In silico identification of defensins in the black soldier fly
Abstract
Antimicrobial peptides (AMPs) are small bioactive protein inside eukaryotes and function as first-line
immunology defensing against microbial invasion. They have been investigating as a potential solution to
address traditional antibiotics problems, which is the exploding antibiotics resistance all over the world.

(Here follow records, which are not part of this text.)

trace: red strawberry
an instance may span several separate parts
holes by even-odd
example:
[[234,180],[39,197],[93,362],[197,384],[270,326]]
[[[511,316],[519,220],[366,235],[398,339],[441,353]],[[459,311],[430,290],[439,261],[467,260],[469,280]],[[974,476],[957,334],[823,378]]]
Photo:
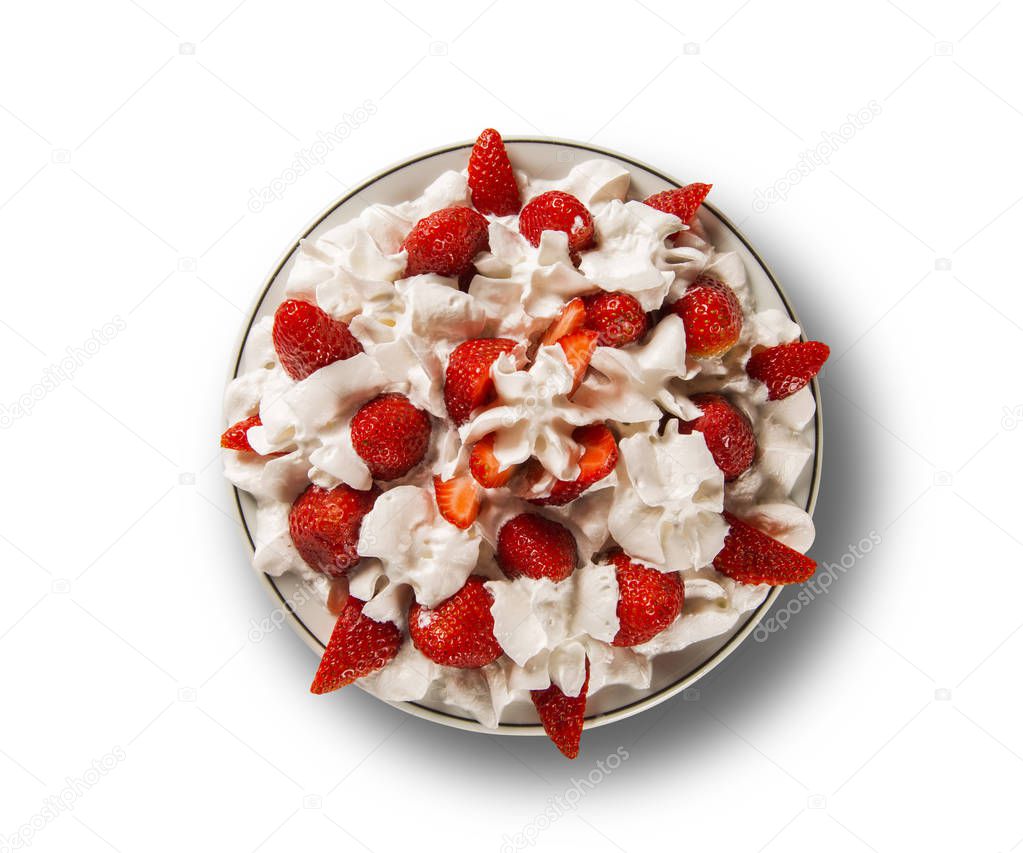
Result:
[[409,609],[409,636],[434,663],[476,669],[501,657],[490,612],[494,597],[485,582],[486,578],[470,575],[465,586],[436,607],[415,602]]
[[259,419],[259,415],[253,415],[251,418],[245,418],[245,420],[238,421],[233,426],[228,427],[222,436],[220,436],[220,446],[225,450],[239,450],[245,453],[254,453],[252,445],[249,444],[249,430],[253,427],[262,426],[263,422]]
[[430,418],[404,394],[381,394],[352,418],[352,447],[377,480],[397,480],[430,445]]
[[746,362],[746,373],[767,386],[771,400],[795,394],[813,379],[831,355],[827,344],[819,341],[793,341],[760,352]]
[[[703,204],[703,200],[712,186],[713,184],[687,184],[684,187],[652,195],[650,198],[644,199],[643,204],[677,216],[688,225],[693,221],[696,211],[700,209],[700,205]],[[676,231],[671,237],[677,242],[682,233],[682,231]]]
[[393,622],[363,616],[364,601],[349,596],[320,660],[309,690],[330,693],[390,663],[401,646],[401,631]]
[[714,568],[734,581],[780,586],[802,583],[817,569],[809,557],[772,539],[755,527],[724,513],[729,524],[725,546],[714,558]]
[[519,231],[534,246],[544,231],[564,231],[569,252],[593,245],[593,217],[574,195],[551,190],[529,201],[519,214]]
[[530,503],[562,506],[574,501],[594,483],[603,480],[618,464],[618,444],[611,430],[603,424],[577,427],[572,432],[572,439],[583,447],[579,476],[574,480],[558,480],[548,497],[534,498]]
[[621,548],[607,560],[618,579],[618,633],[613,646],[638,646],[667,628],[685,601],[685,587],[678,572],[659,572],[634,563]]
[[401,244],[408,252],[405,276],[434,272],[458,278],[487,248],[488,227],[471,207],[445,207],[423,217]]
[[469,453],[469,470],[476,482],[487,489],[496,489],[511,479],[517,466],[502,468],[494,456],[494,434],[485,435],[472,446]]
[[635,296],[601,292],[586,297],[586,328],[600,333],[602,347],[623,347],[646,334],[650,320]]
[[570,335],[580,328],[585,320],[586,304],[577,296],[561,309],[561,313],[554,318],[554,322],[543,333],[543,340],[540,343],[545,347],[556,344],[565,335]]
[[696,394],[692,401],[702,414],[693,421],[679,421],[678,431],[689,435],[702,432],[714,464],[726,480],[734,480],[753,464],[757,437],[749,418],[720,394]]
[[442,480],[435,476],[433,493],[440,514],[462,530],[470,527],[480,513],[480,487],[472,477]]
[[472,204],[480,213],[509,216],[522,207],[508,152],[501,134],[488,127],[479,135],[469,155],[469,189]]
[[579,553],[568,528],[524,512],[497,534],[497,564],[509,578],[549,578],[557,583],[575,571]]
[[590,366],[590,359],[593,358],[593,353],[597,351],[597,339],[599,337],[599,332],[594,332],[591,329],[580,329],[578,332],[565,335],[565,337],[558,341],[558,344],[560,344],[565,352],[565,358],[568,359],[568,366],[572,368],[572,390],[569,392],[569,396],[575,393],[579,383],[583,381],[583,377],[586,375],[586,368]]
[[455,426],[469,420],[473,409],[494,399],[490,365],[514,348],[515,341],[507,338],[476,338],[455,347],[444,372],[444,405]]
[[348,326],[311,302],[286,299],[274,314],[274,349],[296,382],[321,367],[362,352]]
[[671,306],[686,327],[686,353],[693,358],[724,355],[742,331],[742,306],[723,281],[701,275]]
[[586,692],[590,687],[590,662],[586,661],[586,678],[578,696],[566,696],[560,687],[551,684],[546,690],[531,690],[530,698],[543,723],[547,737],[566,758],[579,754],[579,740],[586,716]]
[[310,568],[339,578],[359,562],[359,527],[379,495],[376,486],[360,492],[342,484],[333,489],[309,486],[298,496],[288,514],[288,530]]

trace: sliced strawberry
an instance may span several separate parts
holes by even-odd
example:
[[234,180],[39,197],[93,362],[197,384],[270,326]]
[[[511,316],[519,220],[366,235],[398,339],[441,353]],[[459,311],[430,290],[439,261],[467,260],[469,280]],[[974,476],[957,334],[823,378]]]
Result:
[[685,587],[678,572],[659,572],[634,563],[621,548],[607,560],[618,580],[618,633],[613,646],[638,646],[667,628],[685,601]]
[[540,343],[545,347],[552,346],[565,335],[570,335],[576,329],[581,328],[585,321],[586,303],[577,296],[561,309],[561,313],[554,318],[554,322],[543,333],[543,340]]
[[330,693],[390,663],[401,646],[401,631],[393,622],[377,622],[362,613],[364,601],[349,596],[334,623],[320,668],[309,690]]
[[720,394],[696,394],[691,400],[702,414],[693,421],[678,421],[678,431],[683,435],[703,433],[714,464],[726,480],[734,480],[753,464],[757,455],[753,425]]
[[486,489],[496,489],[505,485],[515,473],[515,465],[502,468],[494,456],[494,433],[483,436],[472,446],[469,453],[469,470],[476,482]]
[[408,252],[405,275],[459,278],[488,243],[487,220],[471,207],[445,207],[420,219],[401,248]]
[[259,415],[253,415],[251,418],[238,421],[238,423],[224,430],[224,434],[220,436],[220,446],[225,450],[254,453],[252,445],[249,444],[249,430],[262,425],[263,422],[259,419]]
[[777,539],[724,513],[729,524],[725,545],[714,558],[714,568],[734,581],[746,584],[769,583],[780,586],[802,583],[817,569],[817,564]]
[[586,297],[586,328],[600,332],[602,347],[624,347],[647,333],[650,320],[629,293],[601,292]]
[[362,344],[347,325],[319,306],[299,299],[286,299],[278,306],[273,342],[281,367],[296,382],[321,367],[362,352]]
[[771,400],[782,400],[805,388],[824,366],[831,349],[820,341],[793,341],[754,352],[746,373],[767,386]]
[[507,338],[476,338],[455,347],[444,371],[444,405],[455,426],[469,420],[473,409],[494,399],[490,366],[514,348],[515,341]]
[[409,608],[409,636],[434,663],[478,669],[501,657],[490,612],[494,596],[484,583],[486,578],[470,575],[458,592],[436,607],[415,602]]
[[553,683],[546,690],[531,690],[529,693],[540,722],[543,723],[543,730],[566,758],[575,758],[579,754],[589,687],[590,662],[587,660],[586,678],[578,696],[566,696]]
[[[684,187],[665,190],[664,192],[652,195],[644,199],[643,204],[650,205],[650,207],[654,207],[664,213],[670,213],[672,216],[677,216],[688,225],[693,221],[696,211],[700,209],[700,205],[703,204],[703,200],[707,197],[712,186],[713,184],[687,184]],[[683,233],[682,231],[676,231],[670,236],[677,243],[678,238]]]
[[430,446],[430,418],[404,394],[381,394],[352,418],[352,447],[376,480],[397,480]]
[[531,512],[505,522],[497,534],[495,556],[509,578],[547,578],[555,583],[572,574],[579,562],[572,532]]
[[480,213],[509,216],[522,207],[504,140],[492,127],[479,135],[469,154],[469,189]]
[[701,275],[671,306],[686,328],[686,353],[693,358],[724,355],[739,342],[742,306],[723,281]]
[[579,476],[574,480],[558,480],[549,496],[534,498],[537,506],[562,506],[574,501],[594,483],[603,480],[618,464],[618,444],[604,424],[589,424],[572,433],[576,444],[581,444],[583,455],[579,460]]
[[519,214],[519,232],[532,245],[540,245],[544,231],[564,231],[569,252],[593,245],[593,217],[574,195],[551,190],[526,203]]
[[359,528],[379,495],[376,486],[360,492],[342,483],[333,489],[309,486],[298,496],[288,514],[288,530],[311,569],[339,578],[359,562]]
[[442,480],[435,475],[433,493],[440,514],[462,530],[470,527],[480,513],[480,487],[472,477]]
[[565,351],[568,366],[572,368],[572,390],[569,392],[569,396],[576,392],[579,384],[583,381],[583,377],[586,375],[586,368],[590,366],[593,353],[597,351],[597,341],[599,338],[599,332],[594,332],[592,329],[580,329],[578,332],[565,335],[565,337],[558,341],[561,348]]

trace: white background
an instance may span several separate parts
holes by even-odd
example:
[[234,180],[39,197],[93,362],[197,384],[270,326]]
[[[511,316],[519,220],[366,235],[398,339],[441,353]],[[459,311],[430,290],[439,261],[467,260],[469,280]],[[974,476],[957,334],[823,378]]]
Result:
[[[1021,26],[1014,0],[5,4],[2,837],[1023,847]],[[487,125],[714,182],[834,353],[812,553],[848,570],[574,763],[311,696],[296,636],[249,639],[270,604],[219,471],[228,363],[278,254],[348,186]],[[48,797],[66,807],[47,820]]]

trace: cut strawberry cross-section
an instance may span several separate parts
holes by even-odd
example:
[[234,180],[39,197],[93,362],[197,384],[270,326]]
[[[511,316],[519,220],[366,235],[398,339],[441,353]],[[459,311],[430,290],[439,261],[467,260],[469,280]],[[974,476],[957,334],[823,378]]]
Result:
[[586,692],[590,687],[590,662],[586,661],[586,678],[578,696],[566,696],[556,684],[545,690],[529,693],[536,707],[536,713],[543,723],[554,745],[566,758],[579,755],[579,741],[583,734],[583,720],[586,717]]
[[383,668],[398,653],[401,645],[398,626],[363,615],[364,604],[349,596],[309,688],[313,693],[330,693],[351,684]]
[[730,512],[725,545],[714,558],[714,568],[734,581],[781,586],[802,583],[816,571],[817,564],[788,545],[740,521]]

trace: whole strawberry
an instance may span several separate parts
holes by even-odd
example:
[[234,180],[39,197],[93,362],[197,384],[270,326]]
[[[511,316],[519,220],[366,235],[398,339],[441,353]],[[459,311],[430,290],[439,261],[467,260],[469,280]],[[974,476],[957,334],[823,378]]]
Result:
[[647,333],[650,321],[635,296],[602,291],[585,299],[586,328],[600,333],[602,347],[624,347]]
[[485,582],[479,575],[470,575],[458,592],[436,607],[415,602],[409,609],[409,636],[434,663],[477,669],[501,656],[490,613],[494,597]]
[[483,436],[469,452],[469,471],[476,482],[487,489],[504,486],[515,473],[515,465],[502,468],[494,455],[494,433]]
[[671,306],[686,328],[686,353],[693,358],[724,355],[739,342],[742,306],[723,281],[701,275]]
[[423,217],[401,244],[408,252],[405,276],[432,272],[458,278],[487,248],[488,227],[471,207],[445,207]]
[[551,190],[526,203],[519,214],[519,231],[532,245],[540,245],[544,231],[564,231],[569,252],[593,245],[593,217],[574,195]]
[[586,303],[577,296],[575,299],[565,303],[561,313],[554,318],[553,322],[547,327],[547,331],[543,333],[540,343],[545,347],[552,346],[566,335],[570,335],[572,332],[582,328],[585,322]]
[[430,418],[404,394],[381,394],[352,418],[352,447],[376,480],[397,480],[430,446]]
[[238,421],[224,430],[224,434],[220,436],[220,446],[225,450],[252,453],[252,445],[249,444],[249,430],[262,425],[263,422],[259,419],[259,415]]
[[571,531],[528,512],[515,516],[498,532],[496,557],[509,578],[548,578],[555,583],[572,574],[579,561]]
[[363,615],[364,604],[349,596],[309,687],[312,693],[330,693],[345,687],[383,668],[398,653],[401,646],[398,626]]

Insects have been demonstrated as a large-valuable source of novel, powerful AMPs with wide structural
diversity. Hermetia illucens, which is popularly known as Black Soldier Fly (BSF), was recorded as possessing
the largest number of AMPs, in which defensin emerged as the most abundant type and widely functioned
against bacteria, fungi, and virus. However, research into the identification, functional evaluation, and
therapeutic development of BSF’s AMPs as an alternative for traditional antibiotics still remained in a
preliminary stage. This study aimed to discover defensins in BSF genome also their crucial properties. With inhouse bioinformatics pipeline and manual validation, a total of 31 defensins including 22 putative novel
defensins were found in chromosome 1, 5, and 6 of BSF genome. All discovered defensins were then tested
with various machine learning-algorithms, such as the Support Vector Machine (SVM), the Artificial Neural
Network (ANN), the Discriminant Analysis (DA), and the Random Forest (RF) which is available on the
Collection of Anti-Microbial Peptides (CAMP) database to predict their microbicidal potency. Besides, MetaiAVP and Antifp tool were used to predict antiviral and antifungal capacity of these peptides, respectively. These
analyses generated prediction that all discovered defensins are resistant to bacteria, 17 defensins are effective
against virus, and 2 defensins are effective against fungi. When building phylogeny tree, other defensins from
closely related species were also included to the list resulting in 54 defensins in total. While almost all annotated
defensins specifically clustered in BSF species, there were 4 defensins located closer to other species’defensins.
In evolutionary aspect, the result indicated the dynamic evolution of BSF defensins in the context of survival
competition. The in silico approaches in this study may contribute to extend the diversity of AMP not only in
BSF and insect but also in vertebrate species.